Consider Why You Want To Invest
First, you want to consider why you’re interested in investing. Your long-term goals are an important thing to consider here. If, for example, you’re interested in investing in cryptocurrency as some sort of get-rich-quick scheme, then you’ll be disappointed. While we’ve all heard the amazing success stories of the overnight millionaires who invested early in certain popular cryptocurrencies today, that doesn’t really happen anymore. While the markets are volatile and can jump in value significantly, you’re unlikely to see any crypto coin become big money in the way that bitcoin did. However, if you’re looking the invest in a marketplace that doesn’t stagnate and is constantly on the move, then the cryptocurrency market may be for you.
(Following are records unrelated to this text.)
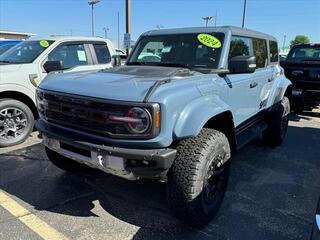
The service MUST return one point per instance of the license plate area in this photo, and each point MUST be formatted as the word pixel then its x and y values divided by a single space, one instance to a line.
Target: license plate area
pixel 79 151
pixel 94 157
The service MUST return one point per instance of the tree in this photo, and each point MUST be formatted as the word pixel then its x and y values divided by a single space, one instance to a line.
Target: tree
pixel 299 39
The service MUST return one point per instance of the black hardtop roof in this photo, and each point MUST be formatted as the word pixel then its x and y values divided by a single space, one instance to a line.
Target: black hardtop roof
pixel 234 31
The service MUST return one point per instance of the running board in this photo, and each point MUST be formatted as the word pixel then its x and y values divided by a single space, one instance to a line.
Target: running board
pixel 250 133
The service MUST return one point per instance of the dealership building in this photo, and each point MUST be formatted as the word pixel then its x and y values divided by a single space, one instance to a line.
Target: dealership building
pixel 14 35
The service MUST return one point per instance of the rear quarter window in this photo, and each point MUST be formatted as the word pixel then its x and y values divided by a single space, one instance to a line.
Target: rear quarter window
pixel 260 51
pixel 274 55
pixel 102 53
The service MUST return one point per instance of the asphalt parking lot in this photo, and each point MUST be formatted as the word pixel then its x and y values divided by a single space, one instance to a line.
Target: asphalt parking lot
pixel 272 195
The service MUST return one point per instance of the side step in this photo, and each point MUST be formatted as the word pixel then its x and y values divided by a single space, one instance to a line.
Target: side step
pixel 250 133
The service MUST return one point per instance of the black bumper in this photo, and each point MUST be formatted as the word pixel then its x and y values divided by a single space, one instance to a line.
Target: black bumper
pixel 150 163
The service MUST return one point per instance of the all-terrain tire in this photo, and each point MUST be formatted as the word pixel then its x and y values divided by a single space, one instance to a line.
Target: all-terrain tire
pixel 14 115
pixel 193 195
pixel 66 164
pixel 277 124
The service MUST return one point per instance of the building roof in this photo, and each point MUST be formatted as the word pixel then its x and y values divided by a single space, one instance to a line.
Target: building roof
pixel 16 33
pixel 234 30
pixel 65 37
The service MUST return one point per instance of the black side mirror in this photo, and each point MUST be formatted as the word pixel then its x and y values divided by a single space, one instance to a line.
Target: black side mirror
pixel 242 64
pixel 115 60
pixel 51 66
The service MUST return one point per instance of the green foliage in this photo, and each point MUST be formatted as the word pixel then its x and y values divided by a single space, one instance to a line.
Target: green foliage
pixel 299 39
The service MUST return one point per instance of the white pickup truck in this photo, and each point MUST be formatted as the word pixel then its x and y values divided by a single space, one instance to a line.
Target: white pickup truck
pixel 24 66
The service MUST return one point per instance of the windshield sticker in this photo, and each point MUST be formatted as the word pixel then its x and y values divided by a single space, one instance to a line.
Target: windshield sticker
pixel 44 43
pixel 166 49
pixel 209 40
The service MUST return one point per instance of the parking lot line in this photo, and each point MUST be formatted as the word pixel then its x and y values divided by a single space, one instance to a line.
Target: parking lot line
pixel 29 219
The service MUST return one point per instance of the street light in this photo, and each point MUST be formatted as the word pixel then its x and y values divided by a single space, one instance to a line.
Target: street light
pixel 92 3
pixel 159 27
pixel 244 13
pixel 105 29
pixel 207 19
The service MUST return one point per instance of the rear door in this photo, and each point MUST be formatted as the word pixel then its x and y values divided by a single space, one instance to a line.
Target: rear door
pixel 243 95
pixel 101 55
pixel 75 56
pixel 262 78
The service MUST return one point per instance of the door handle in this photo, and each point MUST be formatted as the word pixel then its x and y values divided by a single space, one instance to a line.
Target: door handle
pixel 253 84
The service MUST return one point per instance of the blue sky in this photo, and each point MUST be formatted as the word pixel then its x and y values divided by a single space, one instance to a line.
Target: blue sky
pixel 44 17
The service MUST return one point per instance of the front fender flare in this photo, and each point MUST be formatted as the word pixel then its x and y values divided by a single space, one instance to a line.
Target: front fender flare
pixel 196 114
pixel 279 88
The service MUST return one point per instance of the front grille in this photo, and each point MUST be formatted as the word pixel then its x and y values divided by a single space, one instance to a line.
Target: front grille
pixel 82 113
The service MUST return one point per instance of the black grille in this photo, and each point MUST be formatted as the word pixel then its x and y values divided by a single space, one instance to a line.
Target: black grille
pixel 82 113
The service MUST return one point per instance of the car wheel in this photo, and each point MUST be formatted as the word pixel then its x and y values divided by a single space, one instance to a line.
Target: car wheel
pixel 65 163
pixel 16 122
pixel 199 176
pixel 277 124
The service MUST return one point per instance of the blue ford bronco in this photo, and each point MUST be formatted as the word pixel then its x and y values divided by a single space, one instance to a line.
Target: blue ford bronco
pixel 185 100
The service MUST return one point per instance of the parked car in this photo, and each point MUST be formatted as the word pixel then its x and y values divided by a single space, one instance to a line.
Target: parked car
pixel 283 56
pixel 5 45
pixel 302 67
pixel 24 66
pixel 315 235
pixel 176 120
pixel 121 53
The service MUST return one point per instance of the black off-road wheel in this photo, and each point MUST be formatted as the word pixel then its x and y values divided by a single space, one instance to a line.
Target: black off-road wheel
pixel 278 121
pixel 67 164
pixel 199 176
pixel 16 122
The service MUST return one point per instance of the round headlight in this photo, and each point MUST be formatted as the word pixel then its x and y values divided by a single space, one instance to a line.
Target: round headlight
pixel 141 120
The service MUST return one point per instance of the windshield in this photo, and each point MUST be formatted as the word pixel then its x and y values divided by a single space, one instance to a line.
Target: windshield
pixel 305 53
pixel 25 52
pixel 180 50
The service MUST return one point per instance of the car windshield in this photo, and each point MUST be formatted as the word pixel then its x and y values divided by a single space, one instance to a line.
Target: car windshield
pixel 192 51
pixel 25 52
pixel 305 53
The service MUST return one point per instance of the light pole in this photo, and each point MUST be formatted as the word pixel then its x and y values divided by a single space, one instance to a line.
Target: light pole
pixel 92 3
pixel 284 42
pixel 244 13
pixel 128 25
pixel 207 19
pixel 106 29
pixel 159 27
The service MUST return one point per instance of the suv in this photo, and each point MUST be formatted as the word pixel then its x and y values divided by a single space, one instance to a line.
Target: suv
pixel 175 117
pixel 5 45
pixel 302 67
pixel 25 65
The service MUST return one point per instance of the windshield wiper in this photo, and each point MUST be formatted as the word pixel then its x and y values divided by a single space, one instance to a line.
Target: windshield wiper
pixel 164 64
pixel 135 63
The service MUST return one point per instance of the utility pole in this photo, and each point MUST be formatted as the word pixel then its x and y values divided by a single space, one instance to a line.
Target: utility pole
pixel 106 29
pixel 118 30
pixel 92 3
pixel 207 19
pixel 284 42
pixel 128 25
pixel 159 27
pixel 215 19
pixel 244 13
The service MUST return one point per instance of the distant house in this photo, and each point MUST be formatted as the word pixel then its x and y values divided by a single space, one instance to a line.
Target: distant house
pixel 14 35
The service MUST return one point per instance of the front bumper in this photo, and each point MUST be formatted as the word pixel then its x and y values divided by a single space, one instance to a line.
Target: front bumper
pixel 124 162
pixel 315 235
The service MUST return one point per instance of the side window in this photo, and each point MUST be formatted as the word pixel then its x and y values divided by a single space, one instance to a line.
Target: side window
pixel 102 53
pixel 72 55
pixel 260 51
pixel 240 46
pixel 274 55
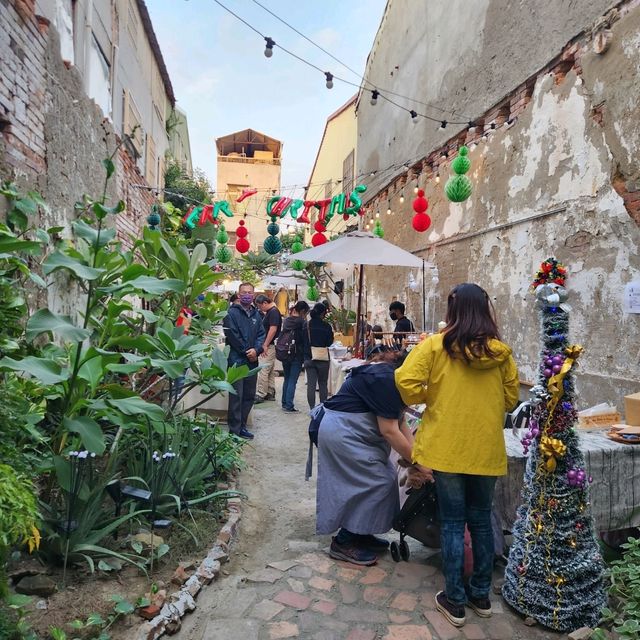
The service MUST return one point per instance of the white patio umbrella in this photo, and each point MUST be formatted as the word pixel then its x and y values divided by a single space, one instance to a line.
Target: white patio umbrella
pixel 363 248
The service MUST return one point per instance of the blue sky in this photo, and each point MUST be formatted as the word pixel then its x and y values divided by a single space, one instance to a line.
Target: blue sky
pixel 223 81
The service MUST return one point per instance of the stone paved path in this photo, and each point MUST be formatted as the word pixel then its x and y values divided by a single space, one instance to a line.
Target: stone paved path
pixel 281 583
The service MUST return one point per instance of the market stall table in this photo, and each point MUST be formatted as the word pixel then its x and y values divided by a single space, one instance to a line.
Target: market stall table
pixel 614 492
pixel 338 370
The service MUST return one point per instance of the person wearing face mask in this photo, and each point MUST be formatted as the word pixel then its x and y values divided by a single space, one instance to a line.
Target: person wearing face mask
pixel 403 324
pixel 245 335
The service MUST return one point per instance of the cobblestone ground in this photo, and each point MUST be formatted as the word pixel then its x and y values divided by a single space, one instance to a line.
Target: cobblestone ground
pixel 281 583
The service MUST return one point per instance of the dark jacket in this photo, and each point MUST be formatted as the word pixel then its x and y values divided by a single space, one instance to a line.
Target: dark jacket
pixel 320 333
pixel 297 324
pixel 243 330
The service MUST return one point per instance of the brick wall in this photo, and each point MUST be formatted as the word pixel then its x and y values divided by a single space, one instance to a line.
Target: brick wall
pixel 53 138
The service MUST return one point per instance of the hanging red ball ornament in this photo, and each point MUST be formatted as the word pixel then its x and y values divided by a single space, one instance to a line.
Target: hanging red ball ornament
pixel 241 231
pixel 421 222
pixel 242 245
pixel 318 238
pixel 420 204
It’s a high risk, but that does mean there is potential for high rewards too.

Choose A Well-Respected Crypto Exchange
It’s important to choose a good cryptocurrency exchange when getting started with investing in cryptos such as bitcoin or Ethereum, and luckily there are plenty of great options out there. Finding one that offers different methods of buying crypto is a good idea, as well as those that allow you to sell and transfer your funds via different mediums too. For example, Paxful allows you to safely convert BTC to PayPal and vice versa, allowing you to buy and sell via this popular online wallet. Of course, there are other things to consider with crypto exchanges, such as transaction fees, the security, and authenticity of the platform, the general user experience, and the geographic location of the exchange. Make sure you’re happy with all of the above, and then go ahead and make your choice.

Only Invest What You Can Afford To Lose
Because of the way investment markets work, especially cryptocurrency, you should only invest what you can afford to lose. This is especially important when it comes to investing in cryptocurrency, as the markets will often fluctuate greatly. Recently, the value of a bitcoin dropped from a high of $36k to a critical low of just $15k in the space of a few weeks and is still on the road to recovery. Although that does mean it’s much cheaper to invest now, a lot of people who bought at a higher price will have to wait a while for their investments to regain their initial value. This can be problematic if you end up investing money you can’t afford to lose, so be careful and be aware that your capital is at risk when investing in anything.